We fit a Bayesian linear model with a Bernoulli likelihood, predicting sentence acceptance as a function of condition, sentence type, and their interaction. The model used weakly regularising priors that we selected based on prior predictive checks.
The model estimates a likely-negative effect of condition (\(\beta\) = –0.18 log-odds, 95% CrI [–0.41, 0.04]), meaning that participants in the production condition are probably less likely to accept sentences than are participants in the comprehension condition. However, the 95% CrI contains positive values as well, indicating some uncertainty about the direction of the effect.
There is more certainty in the estimate of the much larger effect of sentence type (\(\beta\) = 1.84 log-odds, 95% CrI [–1.62, 2.08]); the model is sure that word order sentences are much more likely to be accepted than case-marking sentences are.
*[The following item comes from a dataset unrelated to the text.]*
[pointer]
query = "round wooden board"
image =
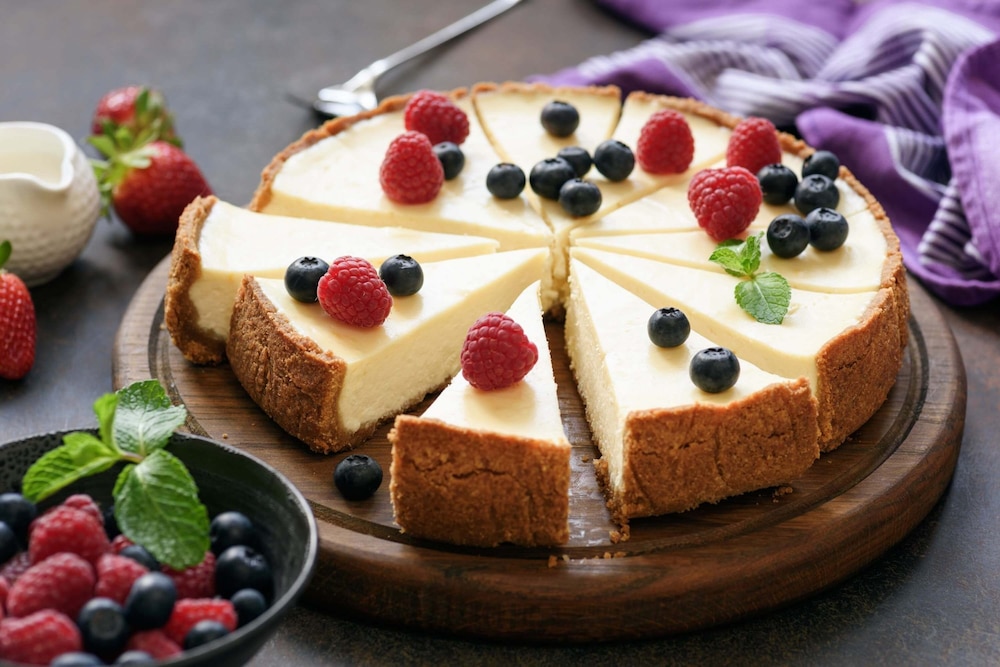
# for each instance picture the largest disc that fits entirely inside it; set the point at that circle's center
(677, 573)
Finally, we hypothesised that we would observe a negative interaction, with a larger difference between sentence types in the comprehension condition than the production condition. However, the coefficient that the model estimates is almost entirely positive (\(\beta\) = 0.22, 95% CrI: [–0.01, 0.45]), giving much more credibility to an interaction going in the opposite direction to the one we predicted.
Notice that nowhere are we talking about “evidence” or “significance” or “rejecting the null”. We’re also not focused on whether or not the 95% CrIs contain zero. Rather, we’re looking at the range of estimates that the 95% CrIs contain, and observing the extent to which this is consistent with our hypotheses.
(If you do want to do Bayesian hypothesis testing and actually find “evidence” for one model over another, you can do this using Bayes factors.)
Take-home message about interpreting Bayesian models
The most that this Bayesian inferential model can do is allocate its belief over a range of possible effects, of possible parameter values; we are not finding evidence for or against any effects or hypotheses.
This is a crucial thing to know and understand, and it might feel uncomfortable and nebulous at first. But the payoff to dealing with this uncertainty is a model that is interpretable in more diverse, interesting ways, since you’re not limited to the binary decision of “reject the null” or “fail to reject the null”.